The author divides the contents of this monograph into six parts. The first five form the body of the work; the sixth is an elaborate subcategorized bibliography. In Part 1, ‘Introduction’ (1–10), Bovingdon states that the aim of his study is ‘to note and to record the manner in which the Maltese Language of Australia has evolved within its ambience . . . the Maltese Community of Australia’ (1). In Part 2, ‘The background’ (11–27), B provides a ‘historical synopsis’ (11) of the Maltese migration to Australia which started in 1882. Part 3, ‘The Maltese language in an Australian environment’ (28–39), presents a discussion of the Maltese language in Australia and the establishment in 1929 of Maltese journalism by Maltese immigrants. Part 4, ‘The glossary’ (37–123), is a compilation and analysis of ‘nine hundred or so’ headwords (9) of Australian Maltese (Matraljan). Finally, Part 5, ‘Synopsis and conclusions’ (124–28), is self-explanatory, comprising what is indicated by its designation.

The corpus in this study was collected from spoken as well as written sources. In the spoken sources, B utilized data from living Maltese speakers, spoken words reported in the Australian Maltese press, his own audio recordings, and both oral history recordings and video interview recordings of older Maltese generations in Australia. The written documents drew on the Maltese Australian press, literary texts written in Australia, the author’s own published contributions, official governmental documents, and leaflets of Maltese Australian associations (2–4). The glossary items are divided into a six-tier classification with special designation as to whether these words are written or spoken (7–9).
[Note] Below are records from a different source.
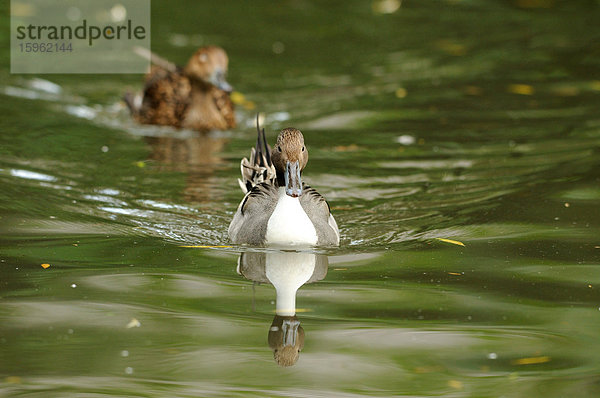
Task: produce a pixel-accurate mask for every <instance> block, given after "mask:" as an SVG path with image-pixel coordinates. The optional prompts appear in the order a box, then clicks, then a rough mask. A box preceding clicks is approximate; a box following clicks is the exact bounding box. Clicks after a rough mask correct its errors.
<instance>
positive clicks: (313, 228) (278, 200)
mask: <svg viewBox="0 0 600 398" xmlns="http://www.w3.org/2000/svg"><path fill="white" fill-rule="evenodd" d="M265 238H266V239H265V240H266V243H267V244H276V245H316V244H317V240H318V237H317V231H316V230H315V227H314V225H313V223H312V221H310V218H308V215H306V212H305V211H304V209H303V208H302V205H301V204H300V199H299V198H292V197H291V196H288V195H286V193H285V188H279V199H278V200H277V205H276V206H275V210H274V211H273V214H271V218H269V221H268V223H267V233H266V237H265Z"/></svg>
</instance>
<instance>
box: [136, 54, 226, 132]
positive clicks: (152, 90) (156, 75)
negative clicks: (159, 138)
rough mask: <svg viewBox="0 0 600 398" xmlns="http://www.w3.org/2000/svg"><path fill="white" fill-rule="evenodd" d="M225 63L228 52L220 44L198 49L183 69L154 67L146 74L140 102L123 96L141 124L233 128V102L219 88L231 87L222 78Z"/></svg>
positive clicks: (225, 66) (220, 88)
mask: <svg viewBox="0 0 600 398" xmlns="http://www.w3.org/2000/svg"><path fill="white" fill-rule="evenodd" d="M165 62H166V61H165ZM227 66H228V59H227V55H226V54H225V51H223V50H222V49H221V48H219V47H204V48H201V49H200V50H198V51H197V52H196V53H195V54H194V55H193V56H192V57H191V58H190V60H189V61H188V63H187V65H186V66H185V67H183V68H181V67H173V68H172V69H171V70H169V69H166V68H165V67H163V66H153V67H152V69H151V71H150V73H149V74H148V75H147V76H146V83H145V87H144V92H143V94H142V96H143V97H142V99H141V101H140V102H141V104H137V105H136V103H135V102H136V101H134V100H133V99H132V98H131V96H129V97H128V96H126V97H125V99H126V101H127V105H128V106H129V108H130V110H131V113H132V115H133V117H134V118H135V119H136V120H137V121H139V122H140V123H143V124H158V125H164V126H173V127H176V128H189V129H193V130H199V131H208V130H227V129H230V128H233V127H235V125H236V122H235V114H234V105H233V102H232V101H231V99H230V97H229V93H228V92H227V91H225V90H223V89H222V88H223V87H225V88H227V89H228V90H230V89H231V87H230V86H229V84H228V83H227V82H226V81H225V78H224V77H225V74H226V72H227Z"/></svg>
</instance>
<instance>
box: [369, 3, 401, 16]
mask: <svg viewBox="0 0 600 398" xmlns="http://www.w3.org/2000/svg"><path fill="white" fill-rule="evenodd" d="M401 6H402V0H375V1H373V3H372V8H373V12H374V13H375V14H393V13H395V12H396V11H398V9H400V7H401Z"/></svg>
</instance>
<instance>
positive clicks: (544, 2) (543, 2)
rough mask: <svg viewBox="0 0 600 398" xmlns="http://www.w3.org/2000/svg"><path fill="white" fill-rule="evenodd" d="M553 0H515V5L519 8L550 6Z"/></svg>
mask: <svg viewBox="0 0 600 398" xmlns="http://www.w3.org/2000/svg"><path fill="white" fill-rule="evenodd" d="M554 2H555V0H516V3H517V7H521V8H550V7H553V6H554Z"/></svg>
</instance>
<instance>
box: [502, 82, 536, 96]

In this categorization, for purposes of ascertaining the authenticity of such items as Australian Maltese, B uses as a reference Joseph Aquilina’s Maltese-English dictionary (Malta: Midsea Books Ltd., 1987–90.), ‘the most authoritative Maltese lexical reference to date’ (37).

This monograph contributes to the study of language contact, as well as language maintenance and [End Page 615] language shift, areas which were pioneered respectively by Uriel Weinreich and Joshua Fishman in their attempts to study linguistic change and retention of linguistic features, including lexical, among immigrants in a host language environment. Consequently, B’s monograph is a valuable study in its contribution to better familiarity with Maltese outside of its environment, the Maltese Islands.

B has coined the term ‘Maltraljan’ to designate Australian Maltese as a language as opposed to speakers of Maltese in Australia, an adjectival form similar to the widely used ‘Westralian’ (for Western Australian) (4, n. 14). Since this is an important coinage used by B throughout his study, one would expect it to have been introduced and explained at first mention. I have found that various textual errors detract from the quality of this work overall: the prose is uneven, at times awkward; the punctuation marks, especially commas, are often misplaced, thus leading to infelicities or ambiguities. Careful editorial attention could have avoided some orthographic and typographical errors and run-on words. From pp. 130–39, the bottom page numbers were either partially, or wholly, cut off.